Nice Information Market Strength Events

Market strength indicators help investors to evaluate how Nice Information stock reacts to ongoing and evolving market conditions. The investors can use it to make informed decisions about market timing, and determine when trading Nice Information shares will generate the highest return on investment. By undertsting and applying Nice Information stock market strength indicators, traders can identify Nice Information Telecommunication entry and exit signals to maximize returns.
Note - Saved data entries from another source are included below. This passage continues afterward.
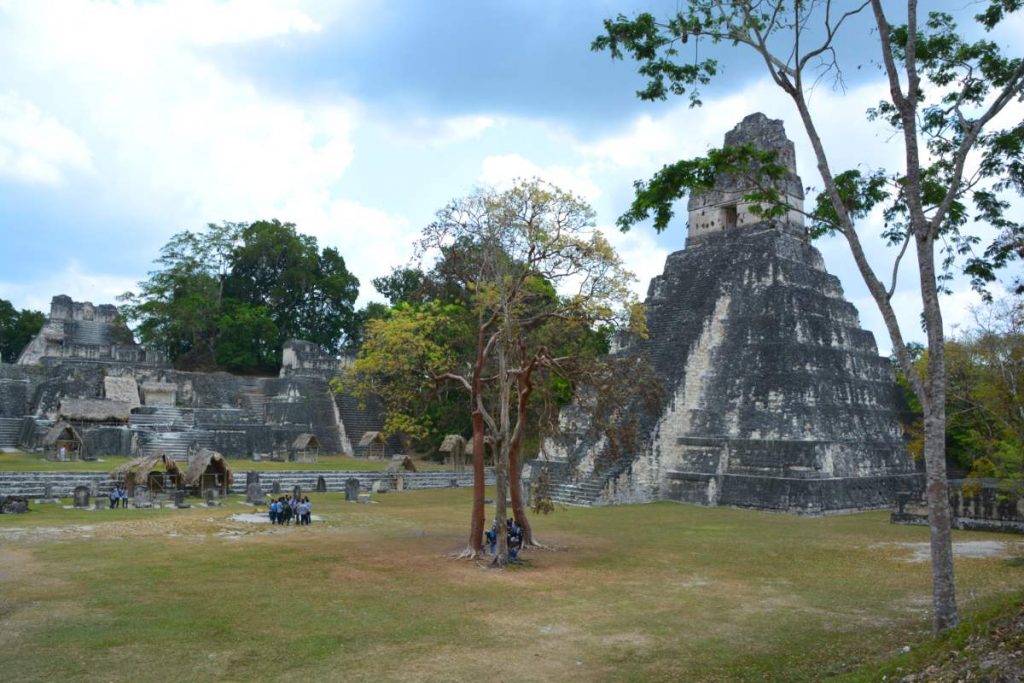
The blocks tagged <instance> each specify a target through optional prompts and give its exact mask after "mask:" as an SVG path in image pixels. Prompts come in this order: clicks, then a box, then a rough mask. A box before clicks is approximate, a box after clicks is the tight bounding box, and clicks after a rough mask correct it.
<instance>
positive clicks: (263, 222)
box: [225, 220, 359, 351]
mask: <svg viewBox="0 0 1024 683" xmlns="http://www.w3.org/2000/svg"><path fill="white" fill-rule="evenodd" d="M225 293H226V295H227V296H230V297H231V298H234V299H238V300H240V301H243V302H246V303H248V304H250V305H252V306H264V307H265V308H266V312H267V314H268V315H269V316H270V318H271V319H272V321H273V323H274V325H275V326H276V328H278V332H279V335H280V340H279V341H280V342H284V341H285V340H286V339H289V338H291V337H295V338H298V339H305V340H307V341H311V342H313V343H315V344H318V345H319V346H323V347H324V348H326V349H328V350H331V351H337V350H339V349H340V348H341V347H342V346H343V345H344V344H345V341H346V338H347V337H348V336H349V335H351V331H352V328H353V326H354V324H355V309H354V305H353V304H354V303H355V298H356V297H357V296H358V293H359V281H358V280H356V279H355V276H354V275H352V274H351V273H350V272H349V271H348V269H347V268H346V267H345V260H344V259H343V258H342V257H341V254H339V253H338V251H337V250H335V249H332V248H327V249H324V250H323V251H321V250H319V249H318V247H317V244H316V239H315V238H313V237H310V236H307V234H301V233H299V232H298V231H297V230H296V228H295V225H294V224H293V223H282V222H281V221H279V220H270V221H265V220H261V221H257V222H255V223H251V224H250V225H247V226H245V227H244V228H243V229H242V230H241V232H240V244H239V245H238V246H237V247H236V248H234V250H233V251H232V252H231V257H230V271H229V273H228V275H227V281H226V285H225Z"/></svg>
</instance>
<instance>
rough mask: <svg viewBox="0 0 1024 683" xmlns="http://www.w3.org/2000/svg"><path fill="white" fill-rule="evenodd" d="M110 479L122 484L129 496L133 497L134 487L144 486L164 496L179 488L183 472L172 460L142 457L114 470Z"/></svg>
mask: <svg viewBox="0 0 1024 683" xmlns="http://www.w3.org/2000/svg"><path fill="white" fill-rule="evenodd" d="M111 478H112V479H114V480H115V481H119V482H121V483H123V484H124V485H125V487H126V488H127V489H128V495H129V496H134V495H135V487H136V486H145V487H146V488H147V489H150V492H152V493H154V494H164V493H173V492H175V490H177V489H178V488H179V487H180V486H181V483H182V482H183V480H184V472H182V471H181V468H179V467H178V464H177V462H176V461H175V460H174V459H173V458H168V457H167V456H143V457H141V458H135V459H134V460H129V461H128V462H127V463H125V464H124V465H121V466H119V467H116V468H114V470H113V471H112V472H111Z"/></svg>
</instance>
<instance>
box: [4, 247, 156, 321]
mask: <svg viewBox="0 0 1024 683" xmlns="http://www.w3.org/2000/svg"><path fill="white" fill-rule="evenodd" d="M136 284H137V283H136V281H135V280H134V279H132V278H124V276H116V275H109V274H104V273H97V272H92V271H90V270H88V269H86V268H85V267H83V265H82V263H81V262H80V261H79V260H78V259H75V258H72V259H68V260H67V261H65V262H63V263H55V264H54V268H53V269H52V270H49V271H44V272H43V273H41V275H40V278H39V279H37V280H34V281H33V282H31V283H26V282H0V292H3V298H5V299H8V300H10V301H11V303H13V304H14V306H15V307H16V308H30V309H32V310H41V311H43V312H44V313H46V312H49V310H50V299H51V298H53V296H55V295H57V294H67V295H68V296H70V297H71V298H72V299H74V300H75V301H92V302H93V303H96V304H100V303H114V302H115V300H116V299H117V297H118V296H120V295H121V294H124V293H125V292H129V291H131V290H133V289H135V285H136Z"/></svg>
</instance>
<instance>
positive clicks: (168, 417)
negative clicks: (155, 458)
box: [0, 296, 400, 460]
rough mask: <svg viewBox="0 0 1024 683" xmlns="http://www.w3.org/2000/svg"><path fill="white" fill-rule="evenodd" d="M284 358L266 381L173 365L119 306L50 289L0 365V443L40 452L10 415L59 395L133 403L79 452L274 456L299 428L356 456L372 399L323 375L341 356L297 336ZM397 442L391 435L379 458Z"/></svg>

Nice Information Risk Indicators

The analysis of Nice Information's basic risk indicators is one of the essential steps in accurately forecasting its future price. The process involves identifying the amount of risk involved in Nice Information's investment and either accepting that risk or mitigating it. Along with some essential techniques for forecasting nice stock prices, we also provide a set of basic risk indicators that can assist in the individual investment decision or help in hedging the risk of your existing portfolios.
Please note, the risk measures we provide can be used independently or collectively to perform a risk assessment. When comparing two potential investments, we recommend comparing similar equities with homogenous growth potential and valuation from related markets to determine which investment holds the most risk.

Other Information on Investing in Nice Stock

Nice Information financial ratios help investors to determine whether Nice Stock is cheap or expensive when compared to a particular measure, such as profits or enterprise value. In other words, they help investors to determine the cost of investment in Nice with respect to the benefits of owning Nice Information security.